A woman at a place I once worked had some sort of lower back surgery. She used some type of ergonomic workstation support that allowed her to sort of stand while lightening the weight on her back. It was an odd looking thing that she ordered from one of those places that make specialized industrial workstations. A bit hard to describe, it was sort of like sitting backwards in a tall stool or chair and leaning forward so that your chest rests on what would normally be the back of the chair. You are mostly standing, but able to lean forward on a support. Of course the sizes and angles were not the same a regular chair. It was on wheels, and she would scoot around her work area, going about her business, without screwing up her back again. It looked a bit strange, but was actually very comfortable even if your back was not bad.

As I understand, they are designed for people who do certain types of assembly work that would normally require one to be standing up, but leaning forward all of the time, causing lower back stress problems. I'm not sure what it is called or where to get one, but may be worth some quality time with Google to see if such a thing would be of any help.

Back problems are bad stuff.

AL A.

BobWarfield
10-22-2006, 02:16 PM
There is a Yahoo Group that concerns itself with electronic leadscrew drives:

http://tech.groups.yahoo.com/group/e-leadscrew/

An article will be appearing in the November issue of the magazine "Circuit Cellar" describing their results.

I started out on this path, and it is pretty easy to design a simple circuit to generate pulses at a rate consistent with a rheostat with switches to control direction and throw it into neutral. In other words, to create a power drive. It's considerably more trouble to synchronize for threading, so in my mind this makes a better technology for cross feed.
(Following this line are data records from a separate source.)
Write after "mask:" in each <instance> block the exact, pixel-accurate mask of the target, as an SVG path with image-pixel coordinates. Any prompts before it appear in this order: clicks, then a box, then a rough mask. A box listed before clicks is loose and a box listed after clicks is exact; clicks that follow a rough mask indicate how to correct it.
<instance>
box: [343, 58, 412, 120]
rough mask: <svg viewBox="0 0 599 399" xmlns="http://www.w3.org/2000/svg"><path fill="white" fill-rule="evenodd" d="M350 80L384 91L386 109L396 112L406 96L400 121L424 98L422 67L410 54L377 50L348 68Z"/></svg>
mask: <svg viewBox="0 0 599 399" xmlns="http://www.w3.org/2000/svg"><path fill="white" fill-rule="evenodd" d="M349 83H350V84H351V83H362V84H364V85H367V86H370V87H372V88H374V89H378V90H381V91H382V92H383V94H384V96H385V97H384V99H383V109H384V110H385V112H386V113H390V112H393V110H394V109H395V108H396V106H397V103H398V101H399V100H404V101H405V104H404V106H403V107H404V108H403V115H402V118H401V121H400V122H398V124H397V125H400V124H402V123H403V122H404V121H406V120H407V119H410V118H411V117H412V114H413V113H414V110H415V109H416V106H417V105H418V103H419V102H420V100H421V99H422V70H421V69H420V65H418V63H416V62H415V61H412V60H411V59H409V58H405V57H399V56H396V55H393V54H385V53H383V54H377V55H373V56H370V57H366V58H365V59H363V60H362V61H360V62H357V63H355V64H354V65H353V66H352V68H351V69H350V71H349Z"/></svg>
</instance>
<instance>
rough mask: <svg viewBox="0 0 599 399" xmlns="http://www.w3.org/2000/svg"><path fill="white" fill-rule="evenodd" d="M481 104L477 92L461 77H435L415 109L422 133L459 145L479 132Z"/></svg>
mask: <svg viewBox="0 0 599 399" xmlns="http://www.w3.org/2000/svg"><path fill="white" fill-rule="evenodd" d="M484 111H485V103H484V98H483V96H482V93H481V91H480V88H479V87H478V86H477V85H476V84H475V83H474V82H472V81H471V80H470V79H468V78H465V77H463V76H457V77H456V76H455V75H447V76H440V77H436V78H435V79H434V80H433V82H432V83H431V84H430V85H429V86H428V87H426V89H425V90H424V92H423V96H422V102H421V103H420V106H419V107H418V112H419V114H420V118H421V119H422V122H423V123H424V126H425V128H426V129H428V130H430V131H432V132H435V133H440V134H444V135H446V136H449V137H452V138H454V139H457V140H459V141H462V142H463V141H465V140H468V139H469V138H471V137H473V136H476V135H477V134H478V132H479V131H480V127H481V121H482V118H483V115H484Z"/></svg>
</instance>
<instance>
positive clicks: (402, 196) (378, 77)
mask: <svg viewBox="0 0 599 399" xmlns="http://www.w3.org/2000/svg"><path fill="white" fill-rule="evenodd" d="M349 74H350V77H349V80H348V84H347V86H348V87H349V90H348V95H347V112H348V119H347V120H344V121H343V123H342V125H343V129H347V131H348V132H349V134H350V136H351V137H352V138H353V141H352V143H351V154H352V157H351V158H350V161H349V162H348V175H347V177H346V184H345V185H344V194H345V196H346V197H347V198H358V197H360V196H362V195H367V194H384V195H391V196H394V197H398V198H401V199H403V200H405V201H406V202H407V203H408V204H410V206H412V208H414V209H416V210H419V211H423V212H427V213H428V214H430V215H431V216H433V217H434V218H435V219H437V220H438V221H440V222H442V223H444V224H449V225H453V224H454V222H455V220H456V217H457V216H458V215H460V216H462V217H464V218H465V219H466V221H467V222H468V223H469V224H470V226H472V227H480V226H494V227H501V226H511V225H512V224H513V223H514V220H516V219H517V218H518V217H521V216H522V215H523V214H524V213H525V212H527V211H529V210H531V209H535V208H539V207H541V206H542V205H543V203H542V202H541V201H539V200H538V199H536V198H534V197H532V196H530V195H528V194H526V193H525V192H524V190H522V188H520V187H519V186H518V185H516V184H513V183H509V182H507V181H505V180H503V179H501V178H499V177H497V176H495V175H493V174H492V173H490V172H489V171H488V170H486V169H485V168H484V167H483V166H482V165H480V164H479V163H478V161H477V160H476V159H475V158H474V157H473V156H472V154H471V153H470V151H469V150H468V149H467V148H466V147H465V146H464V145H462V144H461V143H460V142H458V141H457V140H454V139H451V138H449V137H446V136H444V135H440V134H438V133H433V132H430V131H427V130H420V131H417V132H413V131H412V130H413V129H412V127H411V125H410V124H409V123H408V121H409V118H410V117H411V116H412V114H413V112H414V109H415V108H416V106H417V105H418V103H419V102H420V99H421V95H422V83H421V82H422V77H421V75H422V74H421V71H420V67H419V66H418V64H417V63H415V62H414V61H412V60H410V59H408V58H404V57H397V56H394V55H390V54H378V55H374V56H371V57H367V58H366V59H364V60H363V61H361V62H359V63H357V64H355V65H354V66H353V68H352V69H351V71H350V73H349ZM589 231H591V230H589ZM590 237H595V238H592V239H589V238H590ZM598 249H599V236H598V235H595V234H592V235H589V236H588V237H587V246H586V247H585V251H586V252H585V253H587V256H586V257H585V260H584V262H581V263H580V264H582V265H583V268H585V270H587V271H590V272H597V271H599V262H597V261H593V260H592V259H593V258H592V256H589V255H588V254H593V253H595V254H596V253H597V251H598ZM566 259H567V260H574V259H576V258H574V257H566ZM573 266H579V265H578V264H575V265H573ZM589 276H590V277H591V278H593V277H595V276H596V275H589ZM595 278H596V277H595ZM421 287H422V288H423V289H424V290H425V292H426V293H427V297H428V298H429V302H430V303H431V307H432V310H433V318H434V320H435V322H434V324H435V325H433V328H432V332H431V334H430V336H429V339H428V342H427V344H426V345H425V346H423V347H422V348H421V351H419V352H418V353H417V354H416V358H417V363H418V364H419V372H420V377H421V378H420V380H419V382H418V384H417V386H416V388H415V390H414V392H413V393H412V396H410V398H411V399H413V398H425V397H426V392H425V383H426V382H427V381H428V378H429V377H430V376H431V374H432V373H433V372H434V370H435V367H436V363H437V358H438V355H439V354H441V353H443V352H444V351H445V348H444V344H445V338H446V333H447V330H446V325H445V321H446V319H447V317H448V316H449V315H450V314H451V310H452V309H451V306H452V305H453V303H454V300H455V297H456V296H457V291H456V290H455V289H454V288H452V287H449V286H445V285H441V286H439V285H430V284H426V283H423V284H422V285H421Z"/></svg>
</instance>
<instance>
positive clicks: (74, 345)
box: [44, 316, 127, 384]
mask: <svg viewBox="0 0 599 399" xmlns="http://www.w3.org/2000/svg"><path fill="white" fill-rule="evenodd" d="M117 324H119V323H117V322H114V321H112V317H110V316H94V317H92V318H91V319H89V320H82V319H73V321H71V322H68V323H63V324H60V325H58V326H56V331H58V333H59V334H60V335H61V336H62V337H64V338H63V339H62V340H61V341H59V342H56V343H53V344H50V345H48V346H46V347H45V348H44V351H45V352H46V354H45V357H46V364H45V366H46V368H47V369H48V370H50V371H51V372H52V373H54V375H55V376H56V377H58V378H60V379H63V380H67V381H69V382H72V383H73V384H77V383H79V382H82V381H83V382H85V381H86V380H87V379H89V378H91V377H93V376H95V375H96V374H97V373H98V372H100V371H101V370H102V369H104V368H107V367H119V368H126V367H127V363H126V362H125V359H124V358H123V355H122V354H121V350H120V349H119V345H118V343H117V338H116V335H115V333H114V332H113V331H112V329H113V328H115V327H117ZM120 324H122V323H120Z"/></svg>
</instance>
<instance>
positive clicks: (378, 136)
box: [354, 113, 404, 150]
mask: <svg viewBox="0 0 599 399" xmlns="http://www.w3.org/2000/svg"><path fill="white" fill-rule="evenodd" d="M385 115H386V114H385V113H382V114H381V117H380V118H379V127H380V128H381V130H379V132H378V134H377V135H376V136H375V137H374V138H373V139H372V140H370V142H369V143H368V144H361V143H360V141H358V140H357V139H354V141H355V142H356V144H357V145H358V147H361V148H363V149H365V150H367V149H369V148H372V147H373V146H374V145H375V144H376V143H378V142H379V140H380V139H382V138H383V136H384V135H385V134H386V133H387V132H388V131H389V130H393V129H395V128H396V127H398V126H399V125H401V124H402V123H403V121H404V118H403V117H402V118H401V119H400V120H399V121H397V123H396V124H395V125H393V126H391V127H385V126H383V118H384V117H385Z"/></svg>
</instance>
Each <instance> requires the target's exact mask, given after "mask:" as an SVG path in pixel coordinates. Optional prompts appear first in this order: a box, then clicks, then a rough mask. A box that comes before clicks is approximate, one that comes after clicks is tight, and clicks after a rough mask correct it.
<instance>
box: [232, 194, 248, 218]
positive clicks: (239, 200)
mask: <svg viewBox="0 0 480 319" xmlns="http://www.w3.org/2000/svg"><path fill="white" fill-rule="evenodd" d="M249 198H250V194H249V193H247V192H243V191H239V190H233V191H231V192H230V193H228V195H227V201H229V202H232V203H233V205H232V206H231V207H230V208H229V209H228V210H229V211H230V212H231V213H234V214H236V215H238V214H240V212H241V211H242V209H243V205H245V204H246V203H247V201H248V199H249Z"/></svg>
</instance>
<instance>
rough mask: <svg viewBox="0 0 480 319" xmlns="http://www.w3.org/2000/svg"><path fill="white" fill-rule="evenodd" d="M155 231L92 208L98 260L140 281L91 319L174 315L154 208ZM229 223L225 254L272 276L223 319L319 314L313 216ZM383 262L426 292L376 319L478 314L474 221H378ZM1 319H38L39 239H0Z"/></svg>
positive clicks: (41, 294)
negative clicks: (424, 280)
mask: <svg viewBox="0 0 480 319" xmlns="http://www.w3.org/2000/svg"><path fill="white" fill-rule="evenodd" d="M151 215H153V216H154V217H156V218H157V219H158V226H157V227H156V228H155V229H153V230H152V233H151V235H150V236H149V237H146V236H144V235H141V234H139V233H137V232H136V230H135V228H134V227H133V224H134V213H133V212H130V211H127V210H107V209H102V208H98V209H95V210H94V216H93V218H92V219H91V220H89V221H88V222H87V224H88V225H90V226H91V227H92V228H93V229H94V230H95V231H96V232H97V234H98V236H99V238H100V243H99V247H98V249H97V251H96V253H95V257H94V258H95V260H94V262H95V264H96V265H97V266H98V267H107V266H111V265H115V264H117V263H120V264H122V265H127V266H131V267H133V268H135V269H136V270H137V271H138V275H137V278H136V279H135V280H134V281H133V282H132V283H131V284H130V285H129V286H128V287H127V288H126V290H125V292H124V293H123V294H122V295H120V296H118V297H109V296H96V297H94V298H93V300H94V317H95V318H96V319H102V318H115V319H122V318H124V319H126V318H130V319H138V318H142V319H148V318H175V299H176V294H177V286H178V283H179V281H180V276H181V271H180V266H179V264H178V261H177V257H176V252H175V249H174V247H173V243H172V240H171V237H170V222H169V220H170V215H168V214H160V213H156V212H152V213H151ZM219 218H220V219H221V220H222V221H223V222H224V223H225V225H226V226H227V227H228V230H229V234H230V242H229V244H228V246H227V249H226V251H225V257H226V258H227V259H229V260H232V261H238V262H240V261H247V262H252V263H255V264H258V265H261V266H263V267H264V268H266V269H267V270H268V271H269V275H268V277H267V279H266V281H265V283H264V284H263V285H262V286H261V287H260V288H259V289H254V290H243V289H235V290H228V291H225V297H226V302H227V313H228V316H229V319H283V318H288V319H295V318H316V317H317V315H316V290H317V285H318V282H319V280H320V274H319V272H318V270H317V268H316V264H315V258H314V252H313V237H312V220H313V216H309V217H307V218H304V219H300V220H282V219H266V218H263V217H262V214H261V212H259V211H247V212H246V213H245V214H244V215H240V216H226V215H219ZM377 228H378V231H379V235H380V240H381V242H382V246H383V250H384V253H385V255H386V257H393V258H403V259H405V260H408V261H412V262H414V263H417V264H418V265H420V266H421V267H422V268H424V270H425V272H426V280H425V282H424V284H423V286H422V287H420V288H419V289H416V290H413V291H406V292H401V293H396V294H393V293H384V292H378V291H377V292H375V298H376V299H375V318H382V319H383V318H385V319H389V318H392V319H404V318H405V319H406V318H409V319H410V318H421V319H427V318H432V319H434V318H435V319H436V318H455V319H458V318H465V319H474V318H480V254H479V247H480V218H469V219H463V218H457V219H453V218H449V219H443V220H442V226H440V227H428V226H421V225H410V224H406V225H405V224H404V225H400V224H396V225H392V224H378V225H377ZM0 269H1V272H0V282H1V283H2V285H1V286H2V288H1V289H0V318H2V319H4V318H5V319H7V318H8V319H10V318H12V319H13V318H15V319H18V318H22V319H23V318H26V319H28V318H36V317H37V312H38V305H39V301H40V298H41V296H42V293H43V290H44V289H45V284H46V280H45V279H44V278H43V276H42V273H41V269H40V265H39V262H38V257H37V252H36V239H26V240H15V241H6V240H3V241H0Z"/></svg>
In the end, I concluded that you do 90% of the work needed to just CNC the lathe in the first place. After looking at the "conversational CNC" options in Mach 3, it seemed clear you wouldn't even need to be a g-code programmer to derive benefit.

Here is the list of wizards for the lathe in Mach 3:

http://www.thewarfields.com/img/Toys/MachineTools/CNCCookbook/Mach3TurnWizards.jpg

Pretty comprehensive bunch of operations, no? Some would take a fair amount of doing manually.

And here is what the taper wizard looks like:

http://www.thewarfields.com/img/Toys/MachineTools/CNCCookbook/Mach3TaperWizard.jpg

Pretty darned easy, isn't it? Some angles, your starting and ending locations along the length of the part, feed rates, yada, yada. You are looking at the lathe taper attachment of the digital age. No programming required, but some computer familiarity is definitely a must.